El 12 de septiembre de 2001 la Ficción pidió perdón. Veinticuatro horas antes dos aviones chocaban contra las Torres Gemelas y ningún héroe fue a salvar el día; nos habíamos acostumbrado a que los buenos, al final, ganan. Hoy nadie lo hará. Nadie pedirá perdón porque, antes, nadie contó cuentos en Haití -ni en otros tantos pobres lugares del mundo-.
Con cada imagen, con cada vídeo, la imaginación colectiva buscaba similitudes en la gran pantalla. El cine catastrófico gana fieles y, año tras año, volvemos a cargarnos el planeta con los mejores efectos especiales. Sin embargo, ayer no vi a Ellijah Wood trotando en su moto por la montaña, como en ‘Deep Impact’. Los edificios de Haití, avergonzados, se plegaban ante las atónitas cámaras de televisión deseosas de escuchar un “¡corten!” de Roland Emmerich.

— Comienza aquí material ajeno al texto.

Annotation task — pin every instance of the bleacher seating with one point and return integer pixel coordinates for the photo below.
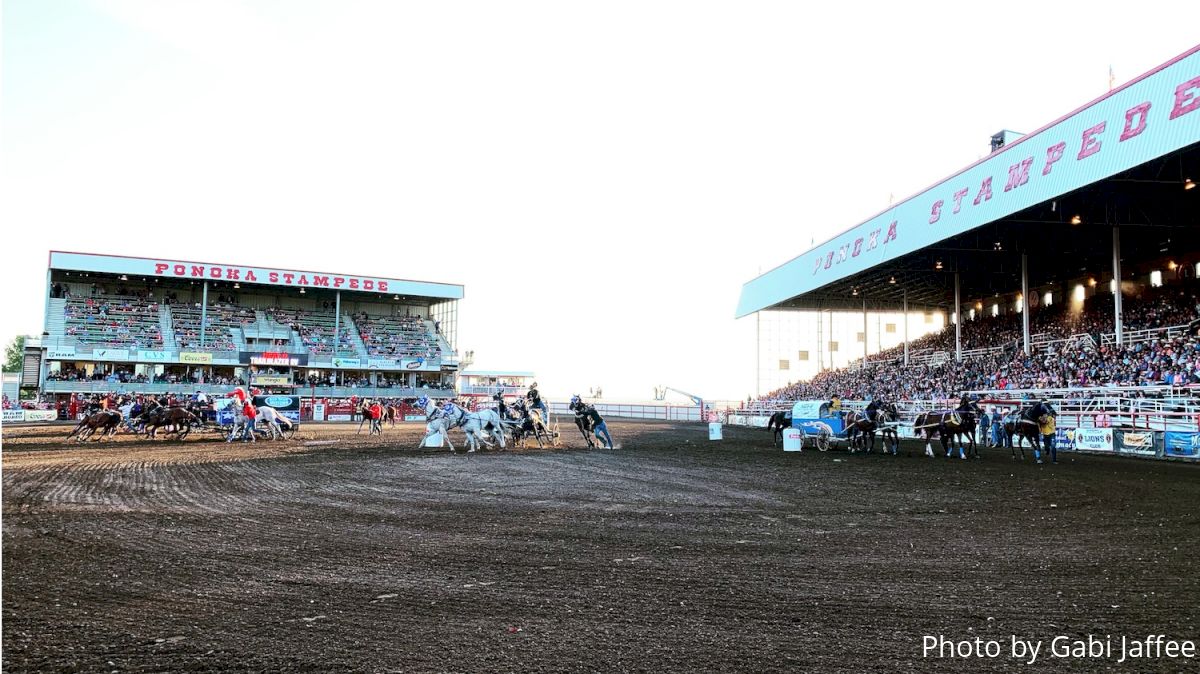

La ciudad, comida de polvo y con polvo para comer, no me recordó a la fracturada Manhattan de ‘El día de Mañana’. Ni siquiera los americanos, presurosos a mostrar su ayuda, lucían como Bruce Willis en ‘Armaggedon’. Obama tampoco es Morgan Freeman.

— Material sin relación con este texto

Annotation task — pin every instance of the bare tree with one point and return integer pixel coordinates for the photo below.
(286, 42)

Los supervivientes reproducen sus oraciones en los salones de todo el mundo. Ante la impotencia de no poder echarle la culpa a nadie, los haitianos claman justicia al cielo. Se amparan en Dios, en su fe. Y, como aquella señora implacable de ‘La Niebla’ de Stephen King, se mantienen impertérritos mientras justifican la desgracia a la voluntad de Dios.
Las historias sirven para mucho más que entretener. Son la inspiración y el refugio por el que somos capaces de sacar fuerza y convertirnos en los héroes que, antes, lo consiguieron. Pero no escribimos para ellos, para los que más lo necesitan. Confiamos en que el fin del mundo empiece por el primer mundo, porque el último ya lo damos por muerto.
En ‘Los Hijos de los Hombres’, Alfonso Cuarón nos enseñó que tu hijo, tu descendencia, también es el mio, mi futuro. Ahora repito en mi cabeza la escena en la que Clive Owen corría por las calles destrozadas de una ciudad olvidada bajo los escombros con un mensaje escrito entre fotogramas: la vida se abre paso. Pero, a veces, la vida es tan caótica. Tan injusta. Sin guión.